Anton Schlecker muss sich vor Gericht verantworten. Die Staatsanwaltschaft Stuttgart hat Anklage gegen den früheren Unternehmer sowie dessen Frau, Sohn und Tochter erhoben. Das sagte ein Sprecher der Behörde und bestätigte damit Medienberichte. Auch zwei Wirtschaftsprüfer seien angeklagt worden, sagte der Sprecher. Zu den Inhalten der Anklageschrift wollte er sich nicht äußern. Es werde am Donnerstag weitere Informationen geben, hieß es.
Im Falle von Anton Schlecker geht es nach Angaben der Staatsanwaltschaft um vorsätzlichen Bankrott in mehreren Fällen, bei seiner Frau Christa und seinen beiden Kindern Meike und Lars um die Beihilfe zum Bankrott. Schleckers Sohn und Tochter müssen sich demnach auch wegen Insolvenzverschleppung und Untreue verantworten.
Schlecker wird beschuldigt, angesichts der drohenden Insolvenz seiner Drogeriemarktkette Vermögen beiseitegeschafft zu haben. Das schreiben das "Handelsblatt", die "Stuttgarter Zeitung" und die "Stuttgarter Nachrichten". Dabei gehe es in 36 Fällen um insgesamt 20 Millionen Euro, berichten die beiden Stuttgarter Zeitungen. Gleich 13 dieser "Bankrott"-Straftaten soll Schlecker den Berichten zufolge "in besonders schwerem Fall" begangen haben. Das Gesetz sieht hierfür jeweils eine Höchststrafe von bis zu zehn Jahren vor.
Die Strafverfolger werfen Schlecker den Berichten zufolge auch vor, falsche Angaben in Bilanzen gemacht und eine Falschaussage an Eides statt abgegeben zu haben.

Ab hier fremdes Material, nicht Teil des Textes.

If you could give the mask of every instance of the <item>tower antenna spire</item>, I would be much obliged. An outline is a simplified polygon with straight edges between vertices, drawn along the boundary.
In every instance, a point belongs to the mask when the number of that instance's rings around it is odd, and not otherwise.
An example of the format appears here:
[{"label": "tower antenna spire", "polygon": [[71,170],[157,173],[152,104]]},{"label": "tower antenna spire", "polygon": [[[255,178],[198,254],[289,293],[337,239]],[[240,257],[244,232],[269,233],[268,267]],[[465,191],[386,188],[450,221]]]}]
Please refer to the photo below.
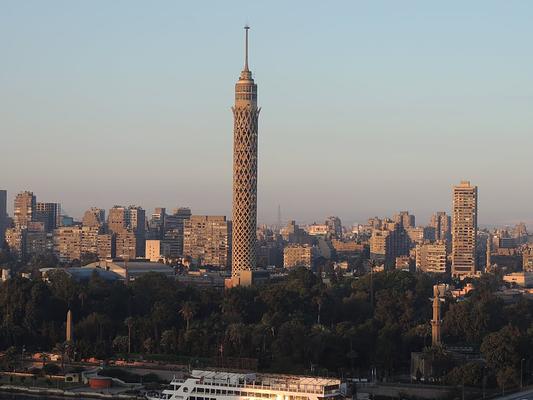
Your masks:
[{"label": "tower antenna spire", "polygon": [[248,71],[248,31],[250,27],[248,24],[244,25],[244,31],[246,32],[244,41],[244,70]]}]

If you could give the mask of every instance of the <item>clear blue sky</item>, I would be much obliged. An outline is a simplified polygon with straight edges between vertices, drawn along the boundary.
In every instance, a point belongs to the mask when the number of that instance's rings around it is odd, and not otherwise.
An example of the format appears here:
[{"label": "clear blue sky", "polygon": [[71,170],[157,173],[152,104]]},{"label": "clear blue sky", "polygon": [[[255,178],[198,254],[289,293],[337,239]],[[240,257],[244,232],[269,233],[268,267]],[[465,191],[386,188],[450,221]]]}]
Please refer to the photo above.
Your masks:
[{"label": "clear blue sky", "polygon": [[251,30],[259,219],[449,210],[533,224],[531,1],[0,1],[0,187],[73,215],[231,214]]}]

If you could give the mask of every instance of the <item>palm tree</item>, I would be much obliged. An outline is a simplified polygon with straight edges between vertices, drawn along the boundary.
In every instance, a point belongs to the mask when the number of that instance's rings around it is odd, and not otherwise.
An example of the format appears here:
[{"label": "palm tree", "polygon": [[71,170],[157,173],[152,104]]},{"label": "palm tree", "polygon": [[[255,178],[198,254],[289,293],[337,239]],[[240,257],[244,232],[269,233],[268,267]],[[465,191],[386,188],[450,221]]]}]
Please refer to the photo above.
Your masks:
[{"label": "palm tree", "polygon": [[196,310],[195,310],[194,304],[190,301],[186,301],[185,303],[181,305],[179,313],[183,317],[185,322],[187,323],[187,327],[186,327],[187,332],[189,332],[190,322],[191,322],[191,319],[193,319],[194,317],[195,311]]},{"label": "palm tree", "polygon": [[128,317],[124,320],[124,323],[128,327],[128,354],[131,353],[131,329],[133,328],[133,318]]},{"label": "palm tree", "polygon": [[87,292],[85,290],[82,290],[78,295],[78,299],[81,302],[81,308],[83,308],[83,306],[85,305],[85,301],[87,300]]}]

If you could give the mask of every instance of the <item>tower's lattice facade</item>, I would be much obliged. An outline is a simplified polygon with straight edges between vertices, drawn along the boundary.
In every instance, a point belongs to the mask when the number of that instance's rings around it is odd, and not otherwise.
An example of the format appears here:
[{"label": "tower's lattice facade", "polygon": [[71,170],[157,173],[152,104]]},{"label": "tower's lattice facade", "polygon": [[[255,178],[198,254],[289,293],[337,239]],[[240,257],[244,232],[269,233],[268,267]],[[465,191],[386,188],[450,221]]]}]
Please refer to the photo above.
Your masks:
[{"label": "tower's lattice facade", "polygon": [[257,85],[248,69],[248,29],[245,62],[235,84],[233,110],[233,234],[232,277],[256,265],[257,227]]}]

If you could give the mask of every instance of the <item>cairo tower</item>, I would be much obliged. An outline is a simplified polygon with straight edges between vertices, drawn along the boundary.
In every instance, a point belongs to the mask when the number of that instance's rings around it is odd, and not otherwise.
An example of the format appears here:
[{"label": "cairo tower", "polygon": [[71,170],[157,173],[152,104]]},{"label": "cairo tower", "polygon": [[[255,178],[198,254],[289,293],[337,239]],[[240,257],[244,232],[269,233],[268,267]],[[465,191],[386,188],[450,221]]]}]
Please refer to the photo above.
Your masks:
[{"label": "cairo tower", "polygon": [[256,264],[257,226],[257,85],[248,69],[248,26],[244,27],[244,69],[235,84],[233,110],[232,280],[249,285]]}]

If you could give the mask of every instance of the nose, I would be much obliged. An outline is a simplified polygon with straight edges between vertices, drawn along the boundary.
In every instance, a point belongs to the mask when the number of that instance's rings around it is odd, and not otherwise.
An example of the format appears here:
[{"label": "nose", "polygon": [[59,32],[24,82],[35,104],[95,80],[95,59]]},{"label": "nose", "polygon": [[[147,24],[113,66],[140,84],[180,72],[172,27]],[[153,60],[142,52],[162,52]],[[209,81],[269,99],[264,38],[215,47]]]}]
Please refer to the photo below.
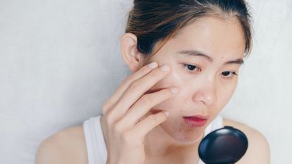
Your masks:
[{"label": "nose", "polygon": [[217,101],[216,84],[214,80],[209,79],[201,82],[201,85],[197,86],[197,89],[193,94],[193,101],[196,103],[201,103],[206,106],[212,106]]}]

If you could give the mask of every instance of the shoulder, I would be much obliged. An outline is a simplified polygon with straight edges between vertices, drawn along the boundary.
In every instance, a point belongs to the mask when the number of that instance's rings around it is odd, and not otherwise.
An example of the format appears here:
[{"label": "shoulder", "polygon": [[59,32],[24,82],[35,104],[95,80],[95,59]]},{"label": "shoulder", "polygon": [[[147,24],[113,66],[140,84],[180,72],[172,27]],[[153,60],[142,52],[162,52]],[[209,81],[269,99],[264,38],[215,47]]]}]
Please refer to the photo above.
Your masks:
[{"label": "shoulder", "polygon": [[73,127],[44,140],[38,148],[35,163],[87,163],[87,153],[83,127]]},{"label": "shoulder", "polygon": [[269,146],[265,136],[258,131],[245,124],[240,123],[229,119],[223,119],[224,126],[232,126],[244,132],[248,137],[248,147],[246,154],[236,163],[270,163]]}]

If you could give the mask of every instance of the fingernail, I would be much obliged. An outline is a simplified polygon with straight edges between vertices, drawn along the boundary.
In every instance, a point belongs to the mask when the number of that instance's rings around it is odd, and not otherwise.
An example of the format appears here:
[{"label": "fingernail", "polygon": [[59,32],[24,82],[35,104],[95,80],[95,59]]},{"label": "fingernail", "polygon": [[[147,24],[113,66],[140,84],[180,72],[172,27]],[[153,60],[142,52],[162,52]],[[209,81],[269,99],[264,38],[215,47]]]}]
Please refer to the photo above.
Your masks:
[{"label": "fingernail", "polygon": [[160,67],[160,70],[163,72],[166,72],[170,70],[170,66],[168,66],[167,65],[163,65],[162,67]]},{"label": "fingernail", "polygon": [[179,89],[174,87],[172,87],[170,88],[170,91],[174,94],[177,94],[177,92],[179,92]]},{"label": "fingernail", "polygon": [[157,63],[157,62],[153,61],[151,63],[148,64],[148,66],[150,68],[156,68],[157,66],[158,66],[158,64]]}]

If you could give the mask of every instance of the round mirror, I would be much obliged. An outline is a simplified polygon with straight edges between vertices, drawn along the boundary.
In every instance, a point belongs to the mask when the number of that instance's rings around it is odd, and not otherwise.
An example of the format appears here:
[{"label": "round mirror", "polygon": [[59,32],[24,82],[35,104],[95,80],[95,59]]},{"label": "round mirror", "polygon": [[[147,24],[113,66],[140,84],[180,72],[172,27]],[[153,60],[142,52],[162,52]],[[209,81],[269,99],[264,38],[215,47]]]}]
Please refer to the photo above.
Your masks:
[{"label": "round mirror", "polygon": [[248,149],[248,141],[243,132],[225,126],[216,130],[201,141],[200,158],[206,164],[231,164],[239,160]]}]

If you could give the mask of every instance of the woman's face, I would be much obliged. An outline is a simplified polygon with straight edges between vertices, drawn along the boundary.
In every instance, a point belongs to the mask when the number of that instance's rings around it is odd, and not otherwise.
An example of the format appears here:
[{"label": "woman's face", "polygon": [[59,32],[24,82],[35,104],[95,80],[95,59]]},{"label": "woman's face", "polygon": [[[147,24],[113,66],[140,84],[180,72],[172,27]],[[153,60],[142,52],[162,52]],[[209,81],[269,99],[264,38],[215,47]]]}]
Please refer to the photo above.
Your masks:
[{"label": "woman's face", "polygon": [[[179,90],[151,109],[170,113],[160,127],[179,142],[198,139],[230,100],[244,51],[244,33],[235,20],[203,18],[167,42],[150,59],[169,65],[171,72],[149,92],[170,86]],[[193,126],[184,118],[196,115],[209,116],[205,125]]]}]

Anton Schlecker hatte seinen Milliarden-Konzern in Ehingen bei Ulm als "eingetragener Kaufmann" geführt, Privat- und Firmenvermögen waren damit nicht getrennt.
Geldgeschenke an die Enkel
Schlecker leitete die nach ihm benannte Drogeriekette bis zur Insolvenz. Damals hatte Schlecker noch 7000 Filialen und etwa 30.000 Mitarbeiter. Europas ehemals größte Drogeriekette hatte im Januar 2012 Insolvenz angemeldet. Etwa 25.000 Menschen verloren ihren Arbeitsplatz. Die Gläubiger forderten rund eine Milliarde Euro. Das Handelsunternehmen aus Baden-Württemberg hatte zu seinen Bestzeiten rund 9000 Märkte im In- und Ausland.
Konkret geht es bei den Vorwürfen um Geldgeschenke Schleckers an seine Enkelkinder in Höhe von rund 800.000 Euro. Das Geld floss im Frühjahr 2011, zu einem Zeitpunkt, als die Firma bereits Verluste in dreistelliger Millionenhöhe verzeichnete. Zudem soll Schlecker den Zeitungsberichten zufolge seiner Tochter Meike eine Reise nach Antigua im Wert von 60.000 Euro spendiert haben. Außerdem wirft ihm die Staatsanwaltschaft vor, Kosten für Grundstücke seiner Kinder in Höhe von 300.000 Euro übernommen zu haben.
Schlecker hatte zudem in den Jahren vor der Pleite Immobilien und andere Firmenteile an seine Kinder und seine Ehefrau verkauft oder verschenkt. Ein Logistikzentrum im österreichischen Pöchlarn war nur sechs Tage vor Anmeldung der Insolvenz Ende Januar 2012 für 2,5 Millionen Euro an die Kinder abgetreten worden. Nach dem Insolvenzrecht müssen solche Geschäfte in der Regel rückgängig gemacht werden, wenn sie innerhalb von vier Jahren vor der Insolvenz getätigt werden.
Das Luxusanwesen durfte die Familie behalten
Noch schwerer ins Gewicht fallen könnten Millionensummen, die Schlecker mittels überhöhter Preise auf die LDG, eine Firma seiner Kinder Meike und Lars Schlecker, übertragen haben soll.
Als es mit dem Drogeriekonzern zu Ende ging, stellten sich die Kinder öffentlich vor die Eltern. Lars Schlecker ging zu den Beschäftigten in Betriebsversammlungen, Meike Schlecker gestand in einer Pressekonferenz das Scheitern der Unternehmerfamilie ein.
Zudem soll Schleckers Ehefrau Christa den Berichten zufolge im Juni 2012 von der LDG mehr als 50.000 Euro für Beraterleistungen erhalten haben. Die Ermittler beschuldigen Christa Schlecker der Beihilfe zum Bankrott in zwei Fällen.
Nach einem Streit um übertragenes Vermögen aus dem Unternehmen zahlte die Familie Schlecker dem Insolvenzverwalter gut ein Jahr nach der Pleite 10,1 Millionen Euro. Im Gegenzug durfte die Familie unter anderem ihr luxuriöses Anwesen in Ehingen behalten. Der Versuch eines österreichischen Investors, einen Teil der Filialen mit dem Konzept eines modernen Tante-Emma-Ladens wiederzubeleben, scheiterte 2013.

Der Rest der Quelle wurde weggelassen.